In patients with obesity undergoing TAVR with newer-generation devices, the TC access was associated with a lower rate of vascular complications. Larger randomized studies are warranted to further assess the better approach for TAVR in obese patients.

摘要

目的

肥胖可能增加经股(TF)经导管主动脉瓣置换术(TAVR)血管并发症的风险。经颈动脉(TC)入路最近已成为 TAVR 的另一种入路选择。

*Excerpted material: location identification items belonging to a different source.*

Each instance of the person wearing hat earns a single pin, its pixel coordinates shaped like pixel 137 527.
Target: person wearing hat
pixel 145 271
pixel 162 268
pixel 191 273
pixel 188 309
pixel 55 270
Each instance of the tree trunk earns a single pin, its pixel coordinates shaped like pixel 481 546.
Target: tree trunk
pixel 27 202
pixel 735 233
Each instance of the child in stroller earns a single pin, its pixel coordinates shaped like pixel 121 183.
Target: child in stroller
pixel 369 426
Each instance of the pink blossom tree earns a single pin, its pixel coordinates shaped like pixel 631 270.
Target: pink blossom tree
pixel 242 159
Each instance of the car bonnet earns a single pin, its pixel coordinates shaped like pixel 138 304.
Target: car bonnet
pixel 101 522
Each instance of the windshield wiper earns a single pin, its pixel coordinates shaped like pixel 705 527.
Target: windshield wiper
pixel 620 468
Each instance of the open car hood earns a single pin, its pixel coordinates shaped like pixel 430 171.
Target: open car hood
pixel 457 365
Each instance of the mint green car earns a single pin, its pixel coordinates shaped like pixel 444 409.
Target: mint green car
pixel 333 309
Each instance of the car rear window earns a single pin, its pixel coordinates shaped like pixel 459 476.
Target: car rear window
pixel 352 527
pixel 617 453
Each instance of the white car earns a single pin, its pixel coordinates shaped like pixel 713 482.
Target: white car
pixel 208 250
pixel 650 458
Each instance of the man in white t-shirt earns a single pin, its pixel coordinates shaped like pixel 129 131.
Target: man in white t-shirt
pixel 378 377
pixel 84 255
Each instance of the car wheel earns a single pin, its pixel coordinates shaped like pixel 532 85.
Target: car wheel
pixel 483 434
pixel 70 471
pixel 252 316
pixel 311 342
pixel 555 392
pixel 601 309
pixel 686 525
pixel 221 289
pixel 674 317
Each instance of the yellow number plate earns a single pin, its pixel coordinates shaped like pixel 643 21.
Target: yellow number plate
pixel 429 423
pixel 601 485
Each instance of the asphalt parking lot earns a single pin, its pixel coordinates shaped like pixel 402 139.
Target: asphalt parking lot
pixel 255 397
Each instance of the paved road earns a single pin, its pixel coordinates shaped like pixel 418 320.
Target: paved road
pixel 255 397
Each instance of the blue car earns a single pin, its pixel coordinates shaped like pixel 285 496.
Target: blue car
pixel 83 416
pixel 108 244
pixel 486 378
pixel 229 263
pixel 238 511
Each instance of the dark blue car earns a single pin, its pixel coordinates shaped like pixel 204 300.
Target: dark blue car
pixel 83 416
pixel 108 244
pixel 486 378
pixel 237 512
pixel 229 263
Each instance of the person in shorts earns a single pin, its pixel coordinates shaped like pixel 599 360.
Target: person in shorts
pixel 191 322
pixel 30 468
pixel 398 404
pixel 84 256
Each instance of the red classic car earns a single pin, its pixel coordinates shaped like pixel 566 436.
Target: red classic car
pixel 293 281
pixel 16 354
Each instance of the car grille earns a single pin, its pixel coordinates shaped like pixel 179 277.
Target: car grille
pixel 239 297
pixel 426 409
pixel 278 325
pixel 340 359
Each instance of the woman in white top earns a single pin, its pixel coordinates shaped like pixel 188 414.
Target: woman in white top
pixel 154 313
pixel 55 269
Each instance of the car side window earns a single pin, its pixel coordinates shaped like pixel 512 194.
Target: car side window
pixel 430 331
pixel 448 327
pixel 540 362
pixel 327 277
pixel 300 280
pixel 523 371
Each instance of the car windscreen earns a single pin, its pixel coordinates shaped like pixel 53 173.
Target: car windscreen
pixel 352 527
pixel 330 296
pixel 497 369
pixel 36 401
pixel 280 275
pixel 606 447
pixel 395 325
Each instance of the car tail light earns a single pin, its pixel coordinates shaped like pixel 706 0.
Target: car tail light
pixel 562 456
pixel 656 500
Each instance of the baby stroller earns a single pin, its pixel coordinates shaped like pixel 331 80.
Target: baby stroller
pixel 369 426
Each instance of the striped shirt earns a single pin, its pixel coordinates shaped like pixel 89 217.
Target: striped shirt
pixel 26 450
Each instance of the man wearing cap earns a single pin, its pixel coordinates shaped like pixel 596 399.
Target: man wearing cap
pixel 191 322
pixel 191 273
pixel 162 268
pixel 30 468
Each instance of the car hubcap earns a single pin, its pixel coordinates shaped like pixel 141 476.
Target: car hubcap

我们旨在比较肥胖患者行经 TF 或 TC 血管入路 TAVR 的血管并发症和早期临床结局。

方法

该多中心注册研究纳入了在 15 家三级中心行经 TF 或 TC-TAVR 的肥胖患者。所有患者均接受了新一代经导管心脏瓣膜。对于存在不利的髂股解剖特征的患者,如果 3 家中心有经 TC 入路的经验,则倾向于选择 TC 入路。采用倾向评分分析来克服不平衡的基线协变量。主要终点是住院期间血管并发症的发生(瓣膜学术研究联合会-2 标准)。

结果

共纳入 539 例患者,其中 454 例(84.2%)和 85 例(15.8%)分别采用 TF 和 TC 入路。在倾向评分调整后的队列中(TF:442 例;TC:85 例),两组的基线和手术相关瓣膜特征均得到很好的平衡。TC 组血管并发症显著减少(3.5%比 TF 组的 12%,比值比:0.26,95%置信区间:0.07-0.95,P=0.037)。两组之间在住院期间死亡率(TC:2.8%,TF:1.5%)、卒中和危及生命/主要出血事件(TC:2.8%,TF:3.8%)方面无统计学差异。

结论

在接受新一代器械进行 TAVR 的肥胖患者中,TC 入路与较低的血管并发症发生率相关。需要更大规模的随机研究来进一步评估肥胖患者 TAVR 的更佳方法。